Before we get into calculating anything, I'd recommend that you double check that your motherboard and CPU support overclocking to use DDR3 1866, and if so, go with the 2x4GB DDR3 1866MHZ pack. You want two chips because the actual per-chip bandwidth of DDR modules is actually half the advertised rating, since they are made to be installed in pairs on dual BUSes or "channels", so always make sure you have an even number of chips of the same frequency installed if you want to get full bandwidth. The DDR3@1866 has the higher transfer rate (14928MB/s vs 12800MB/s), and as you will see, the chips both have pretty much equal advantage on each other in terms of timings.
Timings are given in clock ticks, so comparing the timings of a pair of chips of different frequency is an apples-to-oranges comparison, and requires some conversion. People can mean a lot of things when they say "performance" but I'm going to assume you mean "fast" and convert to seconds per rating.
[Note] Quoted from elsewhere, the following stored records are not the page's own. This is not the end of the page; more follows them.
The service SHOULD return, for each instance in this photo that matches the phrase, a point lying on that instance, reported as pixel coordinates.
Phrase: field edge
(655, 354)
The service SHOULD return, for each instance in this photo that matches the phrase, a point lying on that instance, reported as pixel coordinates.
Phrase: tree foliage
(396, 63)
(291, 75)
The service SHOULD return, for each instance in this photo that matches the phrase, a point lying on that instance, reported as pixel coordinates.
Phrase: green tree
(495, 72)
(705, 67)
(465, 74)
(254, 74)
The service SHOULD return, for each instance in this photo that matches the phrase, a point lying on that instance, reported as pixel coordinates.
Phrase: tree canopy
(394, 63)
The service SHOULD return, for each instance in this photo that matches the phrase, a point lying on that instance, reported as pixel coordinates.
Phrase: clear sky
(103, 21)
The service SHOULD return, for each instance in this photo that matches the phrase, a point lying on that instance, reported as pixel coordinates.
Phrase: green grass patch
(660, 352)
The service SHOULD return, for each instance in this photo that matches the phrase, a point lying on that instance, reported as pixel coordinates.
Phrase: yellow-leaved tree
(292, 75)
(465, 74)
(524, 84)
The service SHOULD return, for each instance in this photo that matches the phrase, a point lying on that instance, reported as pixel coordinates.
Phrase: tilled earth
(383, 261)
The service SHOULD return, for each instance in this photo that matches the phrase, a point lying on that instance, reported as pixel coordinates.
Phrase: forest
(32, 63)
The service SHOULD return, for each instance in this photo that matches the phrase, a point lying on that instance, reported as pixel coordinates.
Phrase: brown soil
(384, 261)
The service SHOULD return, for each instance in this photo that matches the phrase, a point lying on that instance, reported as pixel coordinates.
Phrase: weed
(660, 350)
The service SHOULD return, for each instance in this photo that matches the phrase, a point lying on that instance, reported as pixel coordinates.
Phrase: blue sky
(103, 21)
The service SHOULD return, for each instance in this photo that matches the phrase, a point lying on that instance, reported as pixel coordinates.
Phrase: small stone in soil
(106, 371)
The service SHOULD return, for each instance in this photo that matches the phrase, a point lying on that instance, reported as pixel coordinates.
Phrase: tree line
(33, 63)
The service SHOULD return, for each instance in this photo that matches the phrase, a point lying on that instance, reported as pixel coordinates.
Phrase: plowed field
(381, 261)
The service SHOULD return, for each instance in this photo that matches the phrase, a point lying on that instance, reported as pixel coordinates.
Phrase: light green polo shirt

In general, as the frequency goes up, the time for a tick interval goes down (which is why faster RAM always seem to have higher timing values).
You can calculate the time interval between clock ticks with
1/(1/2 * frequency * 10e6) = T seconds
Since timings are in "ticks", you just multiply the rating by the interval in seconds.
For your RAM, we end up with (these figures are rounded to the hundredth):
800 8-8-8-24 1.25e-9 seconds per clock tick
CL = (1.25e-9 * 8) = 1.0e-8 seconds
RtC = (1.25e-9 * 8) = 1.0e-8 seconds
RtP = (1.25e-9 * 8) = 1.0e-8 seconds
tRAS =(1.25e-9 * 24) = 3.0e-8 seconds
933 9-10-9-28 1.07e-9 seconds per clock tick
CL = (1.07e-9 * 9) = 9.65e-9 seconds
RtC = (1.07e-9 * 10) = 1.07e-8 seconds
RtP = (1.07e-9 * 9) = 9.65e-9 seconds
tRAS = (1.07e-9 * 28)= 3.0e-8 seconds (2.996e-8 actually)
So, by comparing the time, we can see that the 1866MHz chip:
Has a 0.00000000035 second advantage in CAS Latency and RAS-to-Precharge, (9@933 is faster than 8@800)
Is 0.0000000007 seconds slower than the 800MHz chip in RAS-to-CAS (8@800 is faster than 10@933)
Is 4e-10 faster at tRAS (this variance is seriously negligible but worth noting).
Wikipedia recommends more simply calculating the CL time in nanoseconds (ns) with
(CL/(freq-in-MHZ) * 1000) = timing in ns
rather than calculating all the values, which puts the 1866MHZ chip on top across the board. Remember, frequency is half the chip's label frequency.